De benadeelde partij vordert een vergoeding van €39.870 aan materiële schade en een vergoeding van €300 aan immateriële schade.
De benadeelde partij wordt in de vordering niet-ontvankelijk verklaard nu de vordering is ingediend door naam benadeelde als natuurlijk persoon, terwijl uit het dossier is gebleken dat het geldbedrag van €39.870 is overgemaakt vanaf de rekening van naam bedrijf Een machtiging ontbreekt. Dit maakt dat het voegingsformulier niet door de juiste (rechts)persoon is ingediend. Nu de benadeelde partij niet-ontvankelijk zal worden verklaard, zal de benadeelde partij worden veroordeeld in de kosten door de verdachte ter verdediging van de vordering gemaakt, welke kosten tot op heden worden begroot op nihil.

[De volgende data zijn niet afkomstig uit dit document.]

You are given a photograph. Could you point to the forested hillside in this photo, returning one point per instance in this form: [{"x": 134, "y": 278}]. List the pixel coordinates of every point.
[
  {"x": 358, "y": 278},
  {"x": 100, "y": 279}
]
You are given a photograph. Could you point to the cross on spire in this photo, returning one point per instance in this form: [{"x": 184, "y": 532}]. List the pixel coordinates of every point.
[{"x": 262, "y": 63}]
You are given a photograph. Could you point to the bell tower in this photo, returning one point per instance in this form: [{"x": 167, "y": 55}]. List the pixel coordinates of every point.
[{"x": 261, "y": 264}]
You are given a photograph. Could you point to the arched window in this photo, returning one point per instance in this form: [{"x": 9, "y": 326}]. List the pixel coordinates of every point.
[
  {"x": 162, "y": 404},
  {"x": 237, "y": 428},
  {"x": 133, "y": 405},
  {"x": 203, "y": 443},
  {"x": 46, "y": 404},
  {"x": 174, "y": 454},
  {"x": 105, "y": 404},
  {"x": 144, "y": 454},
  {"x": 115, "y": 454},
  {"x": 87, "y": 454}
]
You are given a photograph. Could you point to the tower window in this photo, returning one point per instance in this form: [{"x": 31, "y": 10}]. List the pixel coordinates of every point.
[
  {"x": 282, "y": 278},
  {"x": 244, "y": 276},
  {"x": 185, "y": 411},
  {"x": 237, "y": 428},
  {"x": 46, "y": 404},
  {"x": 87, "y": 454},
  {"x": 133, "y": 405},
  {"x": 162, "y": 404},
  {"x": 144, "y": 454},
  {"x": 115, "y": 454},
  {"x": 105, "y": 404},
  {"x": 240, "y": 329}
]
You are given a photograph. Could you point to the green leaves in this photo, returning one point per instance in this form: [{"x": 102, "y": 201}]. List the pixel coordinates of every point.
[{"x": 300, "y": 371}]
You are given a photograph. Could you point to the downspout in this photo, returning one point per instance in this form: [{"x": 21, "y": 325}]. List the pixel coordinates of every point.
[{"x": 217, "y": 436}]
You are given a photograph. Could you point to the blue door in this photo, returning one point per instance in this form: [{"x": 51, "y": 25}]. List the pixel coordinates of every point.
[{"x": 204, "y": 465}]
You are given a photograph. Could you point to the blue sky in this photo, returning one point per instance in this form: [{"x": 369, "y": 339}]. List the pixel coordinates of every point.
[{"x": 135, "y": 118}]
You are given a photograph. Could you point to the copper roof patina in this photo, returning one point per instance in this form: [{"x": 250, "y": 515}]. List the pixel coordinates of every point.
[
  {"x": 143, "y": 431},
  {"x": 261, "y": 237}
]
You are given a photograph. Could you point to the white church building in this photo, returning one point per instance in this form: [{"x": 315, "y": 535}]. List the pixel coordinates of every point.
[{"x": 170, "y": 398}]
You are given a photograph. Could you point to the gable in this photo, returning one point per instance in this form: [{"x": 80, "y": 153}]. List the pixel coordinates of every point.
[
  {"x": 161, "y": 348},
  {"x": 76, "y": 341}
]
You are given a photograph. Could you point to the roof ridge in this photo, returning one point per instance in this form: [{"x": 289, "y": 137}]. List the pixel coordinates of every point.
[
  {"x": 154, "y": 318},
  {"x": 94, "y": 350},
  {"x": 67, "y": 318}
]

De rechtbank ziet wel aanleiding tot het opleggen van de schadevergoedingsmaatregel ten behoeve van naam bedrijf De schadevergoedingsmaatregel kan ex artikel 36f Wetboek van Strafrecht te allen tijde worden opgelegd indien en voor zover de verdachte jegens het slachtoffer naar burgerlijk recht aansprakelijk is voor de schade die door het strafbare feit is toegebracht.
Vast staat dat naam bedrijf schade heeft geleden door het bewezen verklaarde strafbare feit. Als de verdachte haar bankrekening niet ter beschikking had gesteld en niet had meegewerkt aan het opnemen van het geld, was de schade van naam bedrijf niet ontstaan. De schade is dus een rechtstreeks gevolg van de bewezenverklaarde handeling (zie ook Hoge Raad 3 februari 2015, ECLI:HR:2015:216). De verdachte is naar burgerlijk recht jegens naam bedrijf aansprakelijk voor een bedrag van €39.870. De gevorderde immateriële schade is onvoldoende onderbouwd en komt niet voor toewijzing in aanmerking. De rechtbank zal daarom aan de verdachte de schadevergoedingsmaatregel ex artikel 36f Wetboek van Strafrecht opleggen tot een bedrag van €39.870, vermeerderd met de wettelijke rente over dat bedrag zoals hierna is vermeld.
Lees hier de volledige uitspraak.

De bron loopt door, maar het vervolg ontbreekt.